Cowry, or cowrie, beads are a prehistoric tradition used to designate wealth, rank, religious connections and as an exchange medium. Cowry beads and fragments are found on all continents. Most are fashioned from the gastropod family Cypraeidae.
Etymologically, the word "bead" comes from a Middle English word, "bede," meaning "prayer." Cowry beads held great religious significance for many cultures. Some cowry creations were worshiped and respected as divinity.
The kings of the Bamum region of Cameroon not only controlled the distribution and use of cowry beads, but also the craftsmen who worked with them.

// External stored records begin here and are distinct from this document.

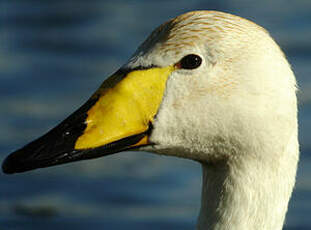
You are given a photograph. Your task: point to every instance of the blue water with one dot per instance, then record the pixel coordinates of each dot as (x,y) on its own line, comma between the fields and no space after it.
(54,54)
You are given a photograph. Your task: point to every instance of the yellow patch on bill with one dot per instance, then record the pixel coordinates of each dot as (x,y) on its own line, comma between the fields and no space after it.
(125,109)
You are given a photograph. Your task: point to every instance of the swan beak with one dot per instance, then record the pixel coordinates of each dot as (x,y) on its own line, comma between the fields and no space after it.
(117,117)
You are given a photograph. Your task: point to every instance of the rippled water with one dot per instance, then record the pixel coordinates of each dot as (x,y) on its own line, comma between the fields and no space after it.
(53,54)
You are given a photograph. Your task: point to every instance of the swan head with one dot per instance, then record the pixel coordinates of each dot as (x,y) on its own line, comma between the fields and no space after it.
(238,95)
(203,86)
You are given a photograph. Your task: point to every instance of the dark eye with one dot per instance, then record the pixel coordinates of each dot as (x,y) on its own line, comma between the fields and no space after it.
(190,61)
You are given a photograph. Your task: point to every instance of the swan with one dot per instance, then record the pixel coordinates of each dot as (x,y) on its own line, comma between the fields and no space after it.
(207,86)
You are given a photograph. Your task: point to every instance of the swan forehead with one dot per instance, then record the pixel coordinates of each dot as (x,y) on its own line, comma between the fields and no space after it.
(207,32)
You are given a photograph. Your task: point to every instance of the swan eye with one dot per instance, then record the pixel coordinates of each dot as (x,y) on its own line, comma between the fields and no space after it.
(190,61)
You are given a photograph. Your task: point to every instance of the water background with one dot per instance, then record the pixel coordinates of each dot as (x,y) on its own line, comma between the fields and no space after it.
(54,54)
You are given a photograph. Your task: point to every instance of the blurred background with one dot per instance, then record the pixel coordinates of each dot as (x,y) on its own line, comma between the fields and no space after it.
(54,54)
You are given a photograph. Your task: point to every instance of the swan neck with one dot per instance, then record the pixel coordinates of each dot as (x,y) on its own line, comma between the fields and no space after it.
(245,195)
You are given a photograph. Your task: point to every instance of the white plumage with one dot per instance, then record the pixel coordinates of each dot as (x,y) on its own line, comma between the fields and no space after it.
(236,114)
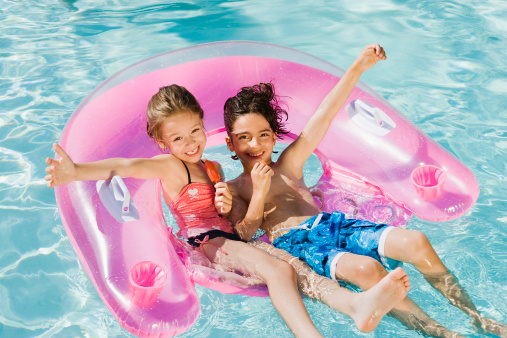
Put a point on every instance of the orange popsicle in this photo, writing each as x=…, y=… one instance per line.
x=212, y=171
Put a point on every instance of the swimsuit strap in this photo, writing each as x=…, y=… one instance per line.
x=188, y=172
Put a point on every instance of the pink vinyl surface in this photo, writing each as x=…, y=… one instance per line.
x=111, y=122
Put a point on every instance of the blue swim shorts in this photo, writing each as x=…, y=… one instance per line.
x=321, y=241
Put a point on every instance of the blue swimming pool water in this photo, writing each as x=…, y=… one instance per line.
x=446, y=71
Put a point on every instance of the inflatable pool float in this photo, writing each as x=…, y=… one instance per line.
x=377, y=165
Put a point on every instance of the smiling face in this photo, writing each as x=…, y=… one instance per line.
x=183, y=134
x=252, y=139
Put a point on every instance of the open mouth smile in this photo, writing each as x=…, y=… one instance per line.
x=193, y=152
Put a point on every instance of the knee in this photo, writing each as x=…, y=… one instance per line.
x=279, y=269
x=418, y=245
x=368, y=273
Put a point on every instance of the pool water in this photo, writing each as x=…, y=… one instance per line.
x=445, y=71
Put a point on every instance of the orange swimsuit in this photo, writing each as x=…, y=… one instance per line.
x=194, y=210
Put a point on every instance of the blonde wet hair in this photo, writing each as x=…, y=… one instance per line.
x=169, y=100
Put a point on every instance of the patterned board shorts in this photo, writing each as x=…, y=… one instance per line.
x=323, y=239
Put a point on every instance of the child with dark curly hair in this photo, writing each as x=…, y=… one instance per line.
x=272, y=196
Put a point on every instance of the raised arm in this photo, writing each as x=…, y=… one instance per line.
x=315, y=129
x=64, y=170
x=248, y=217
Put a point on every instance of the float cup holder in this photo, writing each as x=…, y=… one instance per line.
x=429, y=182
x=146, y=281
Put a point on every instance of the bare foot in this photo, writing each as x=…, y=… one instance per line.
x=486, y=325
x=380, y=299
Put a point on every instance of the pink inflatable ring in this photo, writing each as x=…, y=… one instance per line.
x=146, y=276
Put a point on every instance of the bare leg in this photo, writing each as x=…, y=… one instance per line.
x=414, y=247
x=279, y=276
x=365, y=308
x=365, y=272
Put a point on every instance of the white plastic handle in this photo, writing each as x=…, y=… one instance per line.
x=121, y=192
x=368, y=112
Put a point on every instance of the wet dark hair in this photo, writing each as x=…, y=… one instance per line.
x=260, y=99
x=169, y=101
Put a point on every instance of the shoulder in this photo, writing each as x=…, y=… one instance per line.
x=169, y=163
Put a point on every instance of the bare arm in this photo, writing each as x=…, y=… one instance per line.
x=248, y=218
x=315, y=129
x=64, y=170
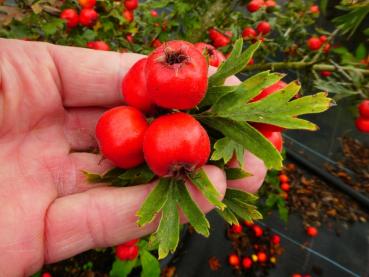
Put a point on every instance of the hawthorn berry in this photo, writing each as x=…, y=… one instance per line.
x=71, y=17
x=128, y=15
x=314, y=43
x=258, y=231
x=246, y=263
x=98, y=45
x=176, y=75
x=285, y=187
x=215, y=57
x=283, y=178
x=254, y=5
x=314, y=9
x=249, y=33
x=134, y=88
x=325, y=73
x=120, y=134
x=311, y=231
x=87, y=4
x=233, y=260
x=275, y=239
x=87, y=17
x=362, y=124
x=262, y=257
x=364, y=109
x=131, y=4
x=263, y=27
x=175, y=143
x=236, y=228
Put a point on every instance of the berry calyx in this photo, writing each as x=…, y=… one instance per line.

Rulers of the Kuba Kingdom in Zaire commissioned extravagant costumes made of beads and cowry shells, which would eventually become their burial outfits.
Cowry beads were the first known medium of exchange. As currency, they traveled far from their origins. Tracing these beads as currency helps archeologists study prehistoric trade routes.
Because cowry beads were used by royalty and as monetary exchange, they were considered a sign of wealth and prosperity. A symbolic status symbol for many, elaborate jewelry was made from these shells as displays of abundant prosperity.
In the late stone age, cowry beads were prevalent along coastal areas. The Chinese and Egyptians imported beads from the coasts, and they spread with trade routes. There is cowry evidence in the far flung locales of Cyprus, Japan, China, Egypt and the Pacific Northwest. An abundance of cowry shells is still found around the Indian Ocean.